A daily posting of Australian folk songs - 26 January, 2011 to 26 January, 2012.
Check out the Blog Archive for a full listing.
Friday, April 29, 2011
The Maryborough Miner
Come all you sons of liberty and listen to me song:
I'll tell you me observations and it won't take very long.
I've fossicked around this continent five thousand miles or more
And many's the time I might have starved but for the cheek I bore.
I've been on all the diggings, boys, from famous Ballarat,
I've long-tommed on the Lachlan and I've fossicked Lambing Flat.
So you can understand, me boys, just from my little rhyme,
I'm a Maryborough miner and I'm one of the good old time.
I came to the Fitzroy River all with me Bendigo rig;
I had a shovel, a pick, and a pan, and for a licence I begged.
But the assay man called me a loafer, said for work I'd no desire,
And so to do him justice, boys, I set his office on fire.
Oh yes, my jolly jokers, I've done it on the cross,
Although I carry me bluey now, I've sweated many a horse.
I've helped to rob the escort of many an ounce of gold
And the traps have trailed upon my tail more times than I've ever told.
Oh yes, the traps have trailed me and been frightened out of their stripes;
They never could have caught me for they feared me cure for gripes.
And well they knew I carried it for they had often seen it
Glistening in me flipper chaps, me patent pill machine.
I'm one of the men who cradled on the reef at Tarrangower,
Anxiety and misery me grim companions there.
I puddled the clay at Bendigo and I chanced me arm at Kew,
And I wound up my avocation with ten years on Cockatoo.
I've been on all the diggings, boys, from famous Ballarat,
I've long-tommed on the Lachlan and I've fossicked Lambing Flat.
So you may understand, my boys, just from this little rhyme,
I'm a Maryborough miner and I'm one of the good old time.
From AL Lloyd's 1956 Australian Bush Songs album.
These sleeve notes are from his second recording of the song on his 1958 release, Across the Western Plains:
The great gold rushes which began in the 1850's developed a self-reliant class of men.

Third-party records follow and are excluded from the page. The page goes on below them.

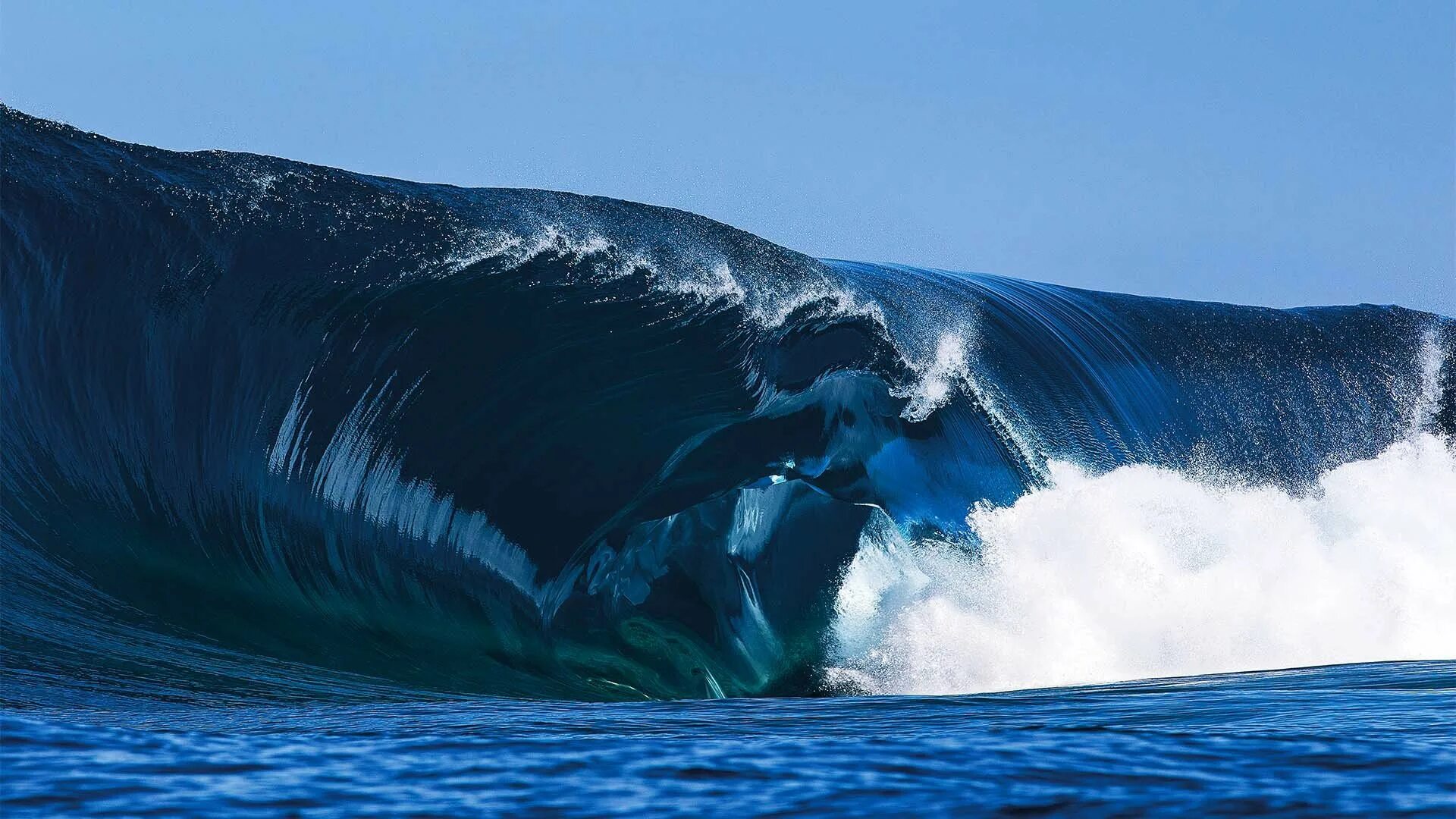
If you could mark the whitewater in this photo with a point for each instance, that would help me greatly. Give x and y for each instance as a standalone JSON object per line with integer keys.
{"x": 1145, "y": 573}
{"x": 322, "y": 491}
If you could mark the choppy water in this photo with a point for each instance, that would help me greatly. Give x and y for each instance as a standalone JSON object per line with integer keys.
{"x": 1320, "y": 742}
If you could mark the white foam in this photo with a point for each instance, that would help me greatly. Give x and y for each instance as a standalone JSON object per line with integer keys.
{"x": 1142, "y": 573}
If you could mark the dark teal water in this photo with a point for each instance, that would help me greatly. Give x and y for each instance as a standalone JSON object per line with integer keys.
{"x": 1370, "y": 739}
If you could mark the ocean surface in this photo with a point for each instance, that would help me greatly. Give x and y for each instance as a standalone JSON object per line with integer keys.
{"x": 1369, "y": 739}
{"x": 334, "y": 494}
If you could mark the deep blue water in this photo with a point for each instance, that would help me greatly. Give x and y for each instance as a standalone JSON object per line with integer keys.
{"x": 1370, "y": 739}
{"x": 334, "y": 494}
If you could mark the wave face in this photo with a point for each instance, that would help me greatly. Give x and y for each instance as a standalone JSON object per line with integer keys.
{"x": 283, "y": 430}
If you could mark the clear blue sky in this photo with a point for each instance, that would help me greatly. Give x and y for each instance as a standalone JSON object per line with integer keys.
{"x": 1277, "y": 153}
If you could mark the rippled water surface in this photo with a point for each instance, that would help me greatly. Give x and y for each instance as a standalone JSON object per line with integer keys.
{"x": 1341, "y": 739}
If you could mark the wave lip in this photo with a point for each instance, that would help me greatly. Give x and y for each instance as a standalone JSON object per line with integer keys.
{"x": 283, "y": 430}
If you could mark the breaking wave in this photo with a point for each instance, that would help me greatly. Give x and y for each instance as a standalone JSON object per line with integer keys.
{"x": 290, "y": 431}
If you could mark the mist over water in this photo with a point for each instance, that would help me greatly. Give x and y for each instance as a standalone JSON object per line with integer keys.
{"x": 1145, "y": 573}
{"x": 321, "y": 490}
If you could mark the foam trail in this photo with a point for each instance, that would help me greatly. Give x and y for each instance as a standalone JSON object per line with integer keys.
{"x": 1145, "y": 572}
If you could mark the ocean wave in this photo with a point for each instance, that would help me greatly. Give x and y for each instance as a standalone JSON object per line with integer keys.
{"x": 281, "y": 430}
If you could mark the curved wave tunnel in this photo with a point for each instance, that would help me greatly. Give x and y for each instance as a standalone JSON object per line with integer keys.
{"x": 281, "y": 430}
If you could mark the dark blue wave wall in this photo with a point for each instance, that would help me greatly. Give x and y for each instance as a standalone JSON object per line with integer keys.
{"x": 273, "y": 428}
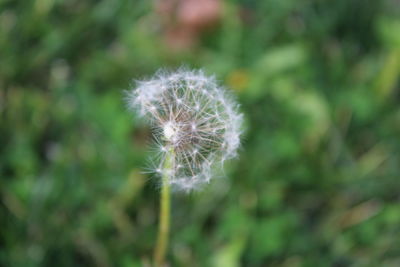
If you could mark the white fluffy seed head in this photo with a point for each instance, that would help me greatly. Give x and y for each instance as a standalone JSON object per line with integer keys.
{"x": 193, "y": 117}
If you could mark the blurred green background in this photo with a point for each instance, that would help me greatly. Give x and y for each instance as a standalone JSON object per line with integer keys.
{"x": 317, "y": 182}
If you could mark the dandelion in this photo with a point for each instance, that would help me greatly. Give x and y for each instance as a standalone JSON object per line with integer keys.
{"x": 195, "y": 122}
{"x": 196, "y": 126}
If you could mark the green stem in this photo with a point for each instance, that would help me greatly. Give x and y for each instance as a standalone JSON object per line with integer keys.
{"x": 164, "y": 221}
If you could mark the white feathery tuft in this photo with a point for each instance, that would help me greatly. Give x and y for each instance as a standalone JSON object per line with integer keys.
{"x": 193, "y": 117}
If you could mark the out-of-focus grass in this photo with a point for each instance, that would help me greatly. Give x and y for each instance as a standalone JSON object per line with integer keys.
{"x": 317, "y": 181}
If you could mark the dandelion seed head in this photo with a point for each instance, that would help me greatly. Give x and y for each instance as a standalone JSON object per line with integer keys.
{"x": 193, "y": 117}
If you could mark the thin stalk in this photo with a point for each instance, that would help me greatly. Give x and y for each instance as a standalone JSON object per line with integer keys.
{"x": 164, "y": 221}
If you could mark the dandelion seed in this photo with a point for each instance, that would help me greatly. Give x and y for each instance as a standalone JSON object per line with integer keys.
{"x": 193, "y": 117}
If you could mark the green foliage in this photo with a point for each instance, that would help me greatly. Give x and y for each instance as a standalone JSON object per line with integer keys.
{"x": 317, "y": 181}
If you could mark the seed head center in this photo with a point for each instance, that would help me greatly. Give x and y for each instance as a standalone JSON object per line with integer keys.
{"x": 170, "y": 131}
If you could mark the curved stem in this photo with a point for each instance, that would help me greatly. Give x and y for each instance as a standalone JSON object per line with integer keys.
{"x": 164, "y": 221}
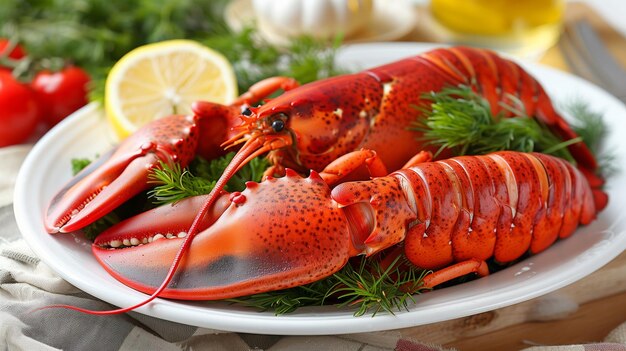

Among the most admirable were the men who raised the flag of stars at Eureka Stockade in 1854 against oppressive authority. Among the least admirable were those who were prepared to get their gold at the point of a pistol, if they couldn't get it by the point of a pick. But often it was hard to tell the best from the worst among the diggers, as with the genial old rascal of this song. Of the Victorian township of Maryborough, Mark Twain said it was a “railway station with a town attached.” The people of Maryborough replied: “Even Mark Twain has to pay tribute to our impressive railway station.” (Some say that the railways people got their plans mixed, and that the station they built at Maryborough had been designed for the centre of Melbourne.)